THE cost of living experienced its biggest drop in more than 75 years over the past 12 months, according to figures released by the Central Statistics Office yesterday.
Consumers are still paying more for insurance, alcohol and childcare but food, electricity, gas and rent prices have plunged over the last year.
The rate of inflation, which measures the cost of living, has dived by 4.7%, the most since 1933, in the year to the end of May.
With prices down by almost 5%, consumers are now paying the same prices for products as they were six years ago.
A European measure of prices shows they fell by far more in Ireland than in any other European country. In the year to April 2009 prices in Ireland were down by 0.7%. That compares to a hike of 2.3% in Britain, 4.3% in Poland and 4% in Malta. In Romania they rose by 6.5%.
Analysts said the drop in prices here will help restore Ireland’s competitiveness and boost the economy.
The main drivers in the falling rate of inflation are drops in mortgage interest relief, food and rent prices last month.

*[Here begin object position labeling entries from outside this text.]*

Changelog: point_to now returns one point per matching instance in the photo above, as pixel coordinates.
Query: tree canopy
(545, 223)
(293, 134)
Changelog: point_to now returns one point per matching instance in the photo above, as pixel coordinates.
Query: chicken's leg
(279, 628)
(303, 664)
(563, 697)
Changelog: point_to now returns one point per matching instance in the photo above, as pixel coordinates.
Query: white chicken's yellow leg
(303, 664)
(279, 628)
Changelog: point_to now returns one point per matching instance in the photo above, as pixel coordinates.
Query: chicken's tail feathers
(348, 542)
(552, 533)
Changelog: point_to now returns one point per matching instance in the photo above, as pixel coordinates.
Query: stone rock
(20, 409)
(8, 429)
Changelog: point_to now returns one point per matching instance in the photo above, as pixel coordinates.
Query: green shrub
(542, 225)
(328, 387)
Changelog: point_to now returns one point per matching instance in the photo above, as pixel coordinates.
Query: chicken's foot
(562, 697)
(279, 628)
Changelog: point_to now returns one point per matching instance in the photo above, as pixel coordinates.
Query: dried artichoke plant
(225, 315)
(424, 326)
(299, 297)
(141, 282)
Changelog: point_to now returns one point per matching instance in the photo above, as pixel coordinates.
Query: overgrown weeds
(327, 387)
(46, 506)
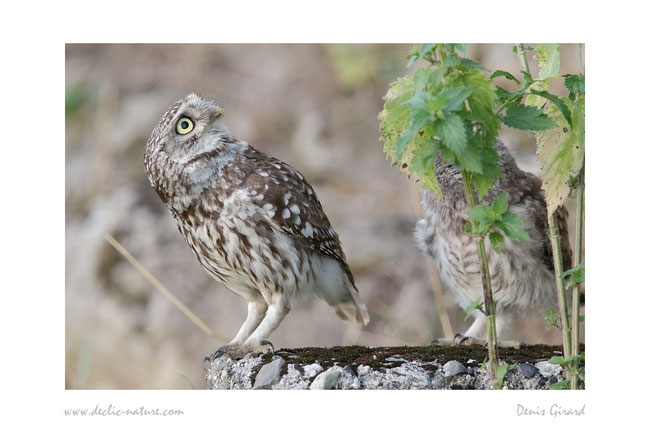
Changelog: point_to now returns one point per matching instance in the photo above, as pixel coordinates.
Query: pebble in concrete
(452, 368)
(269, 374)
(326, 380)
(527, 369)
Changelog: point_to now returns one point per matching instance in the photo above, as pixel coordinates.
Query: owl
(522, 275)
(253, 222)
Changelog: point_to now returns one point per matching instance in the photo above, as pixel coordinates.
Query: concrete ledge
(403, 367)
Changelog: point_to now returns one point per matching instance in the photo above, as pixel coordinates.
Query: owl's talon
(267, 343)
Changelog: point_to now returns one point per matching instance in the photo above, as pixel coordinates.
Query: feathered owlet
(253, 222)
(522, 276)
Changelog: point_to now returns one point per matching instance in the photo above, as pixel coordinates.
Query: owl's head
(187, 149)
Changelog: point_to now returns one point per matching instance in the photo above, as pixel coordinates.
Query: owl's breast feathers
(271, 195)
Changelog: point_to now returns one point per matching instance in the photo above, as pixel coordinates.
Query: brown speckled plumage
(253, 222)
(522, 276)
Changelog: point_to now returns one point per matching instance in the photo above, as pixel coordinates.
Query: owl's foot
(238, 351)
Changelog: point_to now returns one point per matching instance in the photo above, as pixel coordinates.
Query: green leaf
(508, 75)
(426, 48)
(452, 133)
(484, 216)
(394, 118)
(577, 275)
(559, 103)
(472, 64)
(427, 79)
(512, 226)
(496, 240)
(455, 97)
(561, 152)
(500, 204)
(502, 370)
(574, 83)
(527, 118)
(548, 56)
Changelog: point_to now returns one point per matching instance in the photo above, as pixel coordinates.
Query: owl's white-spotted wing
(298, 211)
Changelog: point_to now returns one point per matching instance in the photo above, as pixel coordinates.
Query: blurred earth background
(313, 106)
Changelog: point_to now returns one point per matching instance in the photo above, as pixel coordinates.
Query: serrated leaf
(512, 226)
(561, 152)
(452, 132)
(527, 118)
(500, 204)
(472, 64)
(559, 385)
(508, 75)
(574, 83)
(557, 360)
(496, 240)
(455, 97)
(548, 56)
(426, 48)
(557, 101)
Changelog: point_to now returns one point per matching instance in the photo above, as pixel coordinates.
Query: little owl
(253, 222)
(522, 276)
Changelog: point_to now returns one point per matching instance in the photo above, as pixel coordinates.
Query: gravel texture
(375, 368)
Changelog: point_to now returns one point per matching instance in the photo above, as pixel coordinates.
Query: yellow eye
(184, 125)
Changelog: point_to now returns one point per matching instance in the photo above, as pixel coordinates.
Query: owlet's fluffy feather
(522, 276)
(253, 222)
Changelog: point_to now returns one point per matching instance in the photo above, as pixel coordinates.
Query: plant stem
(490, 309)
(577, 259)
(554, 236)
(521, 51)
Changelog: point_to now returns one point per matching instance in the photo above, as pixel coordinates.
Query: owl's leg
(256, 312)
(263, 320)
(276, 312)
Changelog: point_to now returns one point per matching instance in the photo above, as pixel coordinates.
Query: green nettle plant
(451, 109)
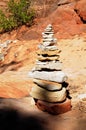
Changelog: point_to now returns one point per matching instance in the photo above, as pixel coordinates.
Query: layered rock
(48, 75)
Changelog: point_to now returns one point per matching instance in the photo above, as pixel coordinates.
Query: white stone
(55, 76)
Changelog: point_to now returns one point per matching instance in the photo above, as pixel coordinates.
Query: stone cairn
(49, 90)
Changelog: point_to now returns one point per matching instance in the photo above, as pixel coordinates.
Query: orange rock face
(81, 9)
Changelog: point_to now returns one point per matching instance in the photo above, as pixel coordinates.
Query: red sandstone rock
(81, 9)
(54, 108)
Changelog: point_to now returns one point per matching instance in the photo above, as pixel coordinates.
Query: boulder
(51, 86)
(54, 108)
(48, 96)
(49, 53)
(80, 8)
(42, 47)
(55, 76)
(48, 65)
(48, 58)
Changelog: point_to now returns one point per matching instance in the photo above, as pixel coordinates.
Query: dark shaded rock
(54, 108)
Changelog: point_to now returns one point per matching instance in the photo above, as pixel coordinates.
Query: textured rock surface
(81, 9)
(48, 85)
(46, 95)
(57, 108)
(48, 65)
(57, 76)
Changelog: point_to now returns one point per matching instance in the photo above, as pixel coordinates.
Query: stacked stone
(48, 91)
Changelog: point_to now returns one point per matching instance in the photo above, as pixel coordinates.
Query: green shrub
(19, 14)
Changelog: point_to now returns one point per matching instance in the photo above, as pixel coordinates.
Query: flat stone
(1, 57)
(42, 47)
(48, 43)
(54, 108)
(46, 95)
(51, 86)
(48, 65)
(47, 32)
(47, 58)
(49, 52)
(48, 36)
(48, 40)
(55, 76)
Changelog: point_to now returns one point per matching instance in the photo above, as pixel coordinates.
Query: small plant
(19, 14)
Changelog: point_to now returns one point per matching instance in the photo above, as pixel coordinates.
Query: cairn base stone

A drop in gas and electricity costs also made significant contributions.
This time last year the European Central Bank (ECB) interest rate stood at 4.25% but following a raft of cuts over the year it now stands at 1% resulting in a 42% drop in interest costs for homeowners on variable loans.
Falling prices “will generate a boost in economic activity and return Ireland’s competitiveness back towards the euro-area average”, said Brian Devine, chief economist at NCB stockbrokers.
Although costs are down over the year consumers are being forced to pay more for alcohol and cigarettes, which are up 8%, doctors fees (up 2.2%), bus fares (up almost 11%) and taxi fares which have increased 8.2%. Restaurant prices are also up 2% over the year while beauty treatments increased 2.5%.
Insurance costs are up a whopping 18.7% in the year, with house insurance being particularly hit, soaring almost 25%.
Big drops were seen in clothing, down 11%, shoes down 10% and rents costs down 16.4%. Also prices for flights have dropped 9.4% and sea transport plunged 14.5%.
With the cost of oil having dropped about 50% below its July 2008 record price, petrol prices have fallen by 11.5% in the year and diesel costs by almost 27%. However in the month petrol costs have nudged up 3.3% from April.
In the year toy prices are also down almost 12% while hotel costs have dropped by 12.4%.
Davy economist Rossa White said that the positive aspect of the recession is that domestically generated price pressures, which have persisted for many years, are finally subsiding.